People also gathered in the streets last night, shouting at police. Officers again fired tear gas into a crowd, according to reports.
One person was injured in a drive-by shooting, although it was not clear if the shooting was related to the protests. There were also reports that a St Louis County police officer shot and critically wounded a man who authorities said pulled a handgun on the officer.
The fatal shooting of Mr Brown has exposed deep racial and economic fault lines in the community. At one church gathering with dozens of clergy members and elected officials, Missouri governor Jay Nixon urged calm "in the face of crisis".
"We stand together tonight, reeling from what feels like an old wound torn open afresh," Mr Nixon said. "A wound that hadn't quite healed right in the first place, and now the pain is just as searing as when the injury first occurred."
The other church rally featured civil rights activist Rev Al Sharpton, who earlier in the day pressed police to release the name of the police officer involved - but also pleaded for calm after a night of looting and vandalism and instances of police using tear gas.

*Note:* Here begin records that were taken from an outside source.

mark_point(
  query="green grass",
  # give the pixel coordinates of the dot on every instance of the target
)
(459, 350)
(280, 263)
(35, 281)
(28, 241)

"The local authorities have put themselves in a position - hiding names and not being transparent - where people will not trust anything but an objective investigation," Mr Sharpton said at a news conference with Brown's parents.
Police initially planned to release the name of the officer, who is on administrative leave, yesterday. But they said death threats to its officers prompted them to withhold it. Computer hackers have also targeted the city's website and released details online about individual city employees.
Ferguson police chief Tom Jackson said: "If we come out and say, 'It was this officer,' then he immediately becomes a target.
"We're taking the threats seriously."
Police have not disclosed the race of the officer, but witnesses said he was white. The Ferguson force has 53 officers, three of whom are black. Mr Jackson said the city has had trouble recruiting and retaining black officers.
Investigators have released few details about the deadly encounter, saying only that a scuffle unfolded after the officer on a routine patrol asked Brown and another teen to get out of the street on Saturday afternoon. At some point, the officer's weapon fired inside a patrol car, according to the St Louis County Police Department, which is handling the investigation at the smaller city's request.
Police have said there is no security or police video of the confrontation.